29. Steered

Meditations in James: 29 : Steered by the Tongue

Jas 3:3-5 When we put bits into the mouths of horses to make them obey us, we can turn the whole animal. Or take ships as an example. Although they are so large and are driven by strong winds, they are steered by a very small rudder wherever the pilot wants to go. Likewise the tongue is a small part of the body, but it makes great boasts.

We take life for granted. We don’t think about the things we do, because they are so natural. We get up in the morning. We get dressed, eat breakfast, go out for the day, come home, eat, rest and sleep – every day!  We have eyes to see, ears to hear and mouths to speak, and we take them all for granted.  Take the mouth for example.  We may get up in the morning and so we groan about the day negatively.  We turn on breakfast TV, or breakfast radio, or read a morning paper, and grumble about the state of the world.  We complain about a bus or train being late, or about the weather.  We criticise people in the news and at work.  And we wonder why we feel so negative about life.  We speak thoughtlessly to someone and we hurt or upset them and a relationship is broken.  We speak hastily and the die is cast and a decision made that was unwise.  Our mouths play a large part in expressing what we feel, in determining what we feel, and in creating or breaking relationships with other people.  Oh yes, our tongue is a powerful bit of our body, and the wise person thinks about this.

James has been guiding us to think about our lives and has been challenging us about the nature of them as we live them out in the midst of the world that is so often hostile to us and to God.

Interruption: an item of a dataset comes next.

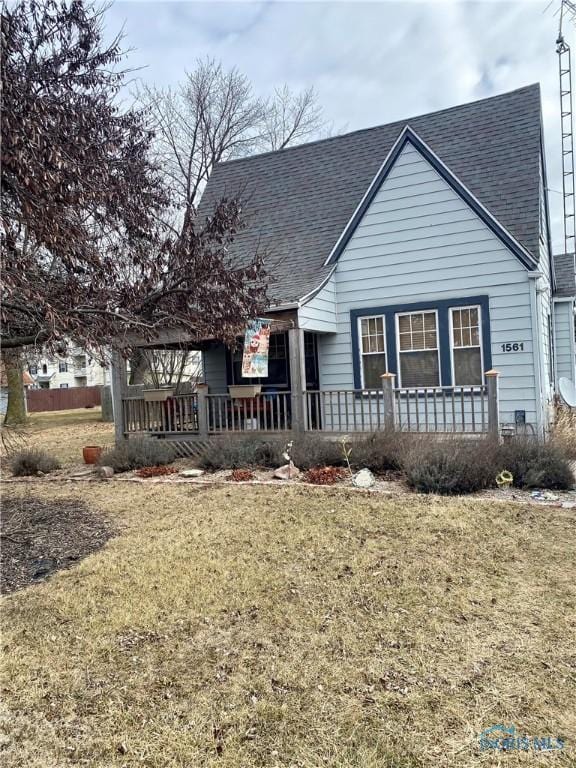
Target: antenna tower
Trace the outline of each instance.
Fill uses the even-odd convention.
[[[576,251],[576,200],[574,197],[574,120],[572,116],[572,64],[564,38],[564,20],[576,22],[576,3],[562,0],[556,53],[560,73],[560,120],[562,130],[562,198],[564,203],[564,253]]]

He’s talked about the link between faith and deeds, and he’s gone on to allude to spiritual maturity, something we should be aiming for.  Have you ever used Google Earth or some other satellite system that looks down on the earth? You see the earth from a distance and then you can zoom down and roads become visible and then, as you get nearer, buildings take shape, and then details can be seen and, if it was a real shot, even people seen.  We zoom in and more and more detail is seen.  That’s what James is now doing.  He is zooming in on our lives and focusing specifically on that all-important organ, our tongue!

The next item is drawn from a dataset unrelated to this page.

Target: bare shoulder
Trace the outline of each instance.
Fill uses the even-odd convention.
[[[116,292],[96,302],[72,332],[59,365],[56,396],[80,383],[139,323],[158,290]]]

He doesn’t go into immediate teaching about it; he paints pictures that make us think about it.  He speaks first about the bit in the mouth of a horse.  It’s a very obvious picture.  As the rider pulls on the reins the horse’s head is pulled round and its body follows the direction of the head.  The implication is that we go where our tongue takes us.  There is a sense that the tongue controls the whole body.  Yes, we know that the tongue speaks what is in the heart: out of the overflow of his heart his mouth speaks.” (Lk 6:45).  As we feel on the inside so we speak, but it is as we speak so our direction is set.  We speak and others hear what we say, and we are committed.  If we keep quiet, we are not committed; it is only as we speak is our path set.  What we say, we tend to do.

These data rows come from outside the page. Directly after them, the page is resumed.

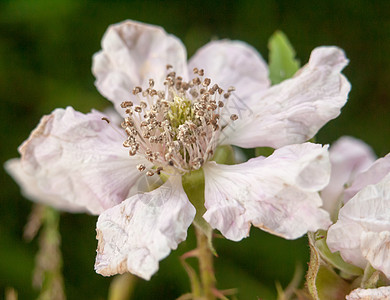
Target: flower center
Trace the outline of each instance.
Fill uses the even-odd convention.
[[[169,72],[164,91],[155,90],[150,79],[146,90],[133,89],[139,105],[131,101],[121,104],[128,115],[122,122],[127,133],[123,145],[131,156],[141,154],[152,163],[152,168],[137,166],[149,176],[198,170],[213,156],[223,128],[237,119],[231,115],[229,122],[221,125],[221,112],[234,88],[224,93],[217,84],[210,87],[211,80],[203,78],[203,70],[195,68],[194,74],[185,82]]]

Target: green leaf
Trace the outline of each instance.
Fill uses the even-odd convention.
[[[213,161],[217,164],[234,165],[234,150],[230,145],[218,146],[215,149]]]
[[[299,69],[299,60],[295,58],[295,50],[287,36],[276,31],[268,42],[269,77],[272,84],[277,84],[291,78]]]

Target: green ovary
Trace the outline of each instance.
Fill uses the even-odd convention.
[[[185,121],[191,121],[194,118],[191,101],[175,95],[173,103],[170,104],[168,118],[172,129],[177,132],[180,125],[184,124]]]

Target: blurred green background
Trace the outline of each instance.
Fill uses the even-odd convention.
[[[18,156],[43,114],[73,106],[104,109],[96,91],[92,54],[107,26],[135,19],[163,26],[178,36],[191,56],[211,38],[243,40],[268,56],[267,41],[284,31],[304,64],[319,45],[338,45],[350,59],[352,83],[341,116],[318,134],[321,143],[353,135],[378,156],[390,150],[389,1],[73,1],[0,2],[0,161]],[[19,299],[34,299],[31,287],[38,243],[22,239],[31,203],[3,171],[0,198],[0,299],[14,287]],[[96,217],[61,216],[65,287],[68,299],[106,299],[110,278],[95,274]],[[194,247],[194,234],[160,264],[151,281],[139,280],[133,299],[175,299],[189,282],[178,256]],[[306,238],[285,241],[252,229],[240,243],[217,240],[219,288],[237,287],[239,299],[273,299],[275,282],[286,286],[295,265],[306,267]]]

Then James gives another picture, that of a ship. Oh yes, he says, there may be big waves and strong winds, but it is the rudder of the ship that determines where it goes.  The rudder is so small in comparison to the rest of the ship, but it is still the part that determines the course of the boat.  The same implication is there.  Our course is determined by such a small part of us. Someone offers us as job.  We say, “Yes, I’ll take it.”  Our course is set by our tongue.  Someone chides us for wrong behaviour.  We lash back with our tongue defensively.  Unfortunately they were our manager, and our future hope of promotion has just gone.  Our course is set.  In a marriage, a row ensues and angry words create division.  No healing words are spoken and the rift gets bigger. A course is being set. It is our words that set our course. Think back over the past week or month and see if you can identify times when your words set the course of what was to follow.  Think about things that are yet to happen today or tomorrow and consider how your words will set the course of what is to follow.

James gives a strong warning to finish this verse: the tongue is a small part of the body, but it makes great boasts. What is boasting?  It is speaking out and making claims that are untrue, claims that we are bigger and better than is really true. The tiny tongue can say such silly things, but they are things that make other people think less of us; they are things that lead us further into self-deception. Boasting reveals pride and it reveals foolish thinking, but even worse, it leads us along a course that is damaging to us.

Before we go anywhere else with James in this consideration of the use of the tongue, can we realize how significant our words are? Can we realize what our words do? Can we see that they reveal the state of our hearts and the also commit us to the path ahead. We will, in the days ahead, be determining our paths, partly by what we will be saying. That needs thinking about!